Comunicadora social de la Universidad del Valle, especialista en comunicación estratégica de la Universidad Sergio Arboleda y magíster en Gestión Pública de la Universidad de los Andes.
Arena del Pacífico

Soy José, tengo 29 años, soy negro y vengo de López de Micay. Hasta hace 20 días solo sabía pescar, y también pelar los peces, venderlos y cuando había fiesta, prepararlos. También sabía tocar marimba y cantar. No es que haya dejado de saber, es solo que ahora no lo puedo hacer. Vivo en Bogotá. Todas las mañanas y todas las noches, tiemblo de frío. A esta ciudad le falta calor, le falta mar, le falta sal.

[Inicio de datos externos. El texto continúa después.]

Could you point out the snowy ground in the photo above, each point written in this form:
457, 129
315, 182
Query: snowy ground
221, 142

El domingo estaba escribiendo, porque aunque no parezca, escribo poemas, escribo en un diario y sobre todo, escribo canciones. El domingo, en la pieza donde vivo, estaba escribiendo una. Iba por el coro, un grito melancólico en el que repito como un desesperado cuánto extraño mi pueblo, cuando un chorrito de arena me cayó en la oreja. Al principio me asustó, era como si un dedo frío me acariciara. Me encaramé en una silla, revisé el techo y no había nada. Me senté de nuevo, volví a mi canción hasta que un indiscutible olor a mar me hizo mirar de nuevo hacia arriba. Unas goticas de agua cálida salían por entre las tejas de zinc. Tomé una en mis dedos, la olí y la probé, era agua de mar.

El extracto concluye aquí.